25 January 2016

Welfare Drug Tests: A Tale of Whose Ox is Gored

There is bipartison support in the West Virginia Legislature for a proposal that welfare recipients be drug tested upon a “reasonable suspicion.”

This is NOT because these people are poor and have zero support in the Legislature.  One legislator has called it “a compassionate approach.”  Let’s start by acknowledging that State money should not be spent on illegal drugs.  It’s offends the people of West Virginia.

But in fact, this proposal is FAR to timid.   The proposal doesn’t really touch the drug trade.  It’s highly moral, but ineffective as written.  We can do better.

About 2,000 welfare (TANF) recipients will be affected. Let’s take a scientific wild guess that this group spends 10% on illegal drugs.  That’s the equivalent of 200 welfare checks going to criminals.  It is right that we intercept that money.

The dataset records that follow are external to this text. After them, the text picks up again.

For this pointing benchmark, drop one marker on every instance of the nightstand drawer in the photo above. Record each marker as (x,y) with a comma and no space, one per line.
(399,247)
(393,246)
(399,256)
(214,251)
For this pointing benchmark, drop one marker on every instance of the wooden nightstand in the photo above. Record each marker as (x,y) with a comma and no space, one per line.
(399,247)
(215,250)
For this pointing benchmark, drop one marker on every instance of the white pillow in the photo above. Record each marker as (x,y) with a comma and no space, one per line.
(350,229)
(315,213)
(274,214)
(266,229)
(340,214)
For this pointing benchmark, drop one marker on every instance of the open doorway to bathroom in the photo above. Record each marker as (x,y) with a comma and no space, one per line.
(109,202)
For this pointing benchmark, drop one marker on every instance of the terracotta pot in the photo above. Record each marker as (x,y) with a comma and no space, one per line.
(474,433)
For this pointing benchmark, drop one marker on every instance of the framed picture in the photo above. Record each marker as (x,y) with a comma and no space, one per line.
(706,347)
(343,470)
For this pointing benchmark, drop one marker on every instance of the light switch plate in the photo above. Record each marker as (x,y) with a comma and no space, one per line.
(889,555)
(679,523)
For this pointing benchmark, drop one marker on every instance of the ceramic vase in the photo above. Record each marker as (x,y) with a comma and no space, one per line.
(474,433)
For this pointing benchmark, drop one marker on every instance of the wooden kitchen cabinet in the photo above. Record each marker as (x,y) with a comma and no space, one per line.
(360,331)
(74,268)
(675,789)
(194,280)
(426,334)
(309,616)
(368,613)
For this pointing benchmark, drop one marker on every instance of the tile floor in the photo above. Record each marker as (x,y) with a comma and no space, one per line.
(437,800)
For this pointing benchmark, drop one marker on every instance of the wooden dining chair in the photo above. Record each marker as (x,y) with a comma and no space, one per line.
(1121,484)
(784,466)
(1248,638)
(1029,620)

But the state has 65,000 employees.  If they are much more law abiding than TANF recipients, we can take another scientific wild guess that only 1% of their state money goes to criminals.  But if that’s so, that’s the equivalent of 650 much larger paychecks going to drug dealers.  If we are going to honestly attack the drug trade, let’s really attack it.  The State is the biggest employer in West Virginia.  The U.S. Government is number two.  And U.S. employees make 75% more than people in private industry doing similar jobs. Might we not find that this largely law abiding group is responsible for far more drug profits than welfare people?  Surely, we can find reasonable suspicion on some government employees. 

And that includes the Legislature.

This is a moral issue.  West Virginians don’t want people passing laws who are whacked out on drugs.  In 1974, during a legislative session, I was in the bar of the Daniel Boone Hotel.  There was a quorum of the West Virginia Senate there, most of whom were intoxicated.  In 2015, what is their drug of choice?  We have only to test to find out.  They have nothing to fear.

Only a druggie has anything to fear from a drug test.  One would think that people would be happy to be tested and to take a firm stand against drugs.  All that is required of any citizen is that he or she follow the law.

So how about it?

Or is the truth that we really ARE picking on poor people -- just because we can?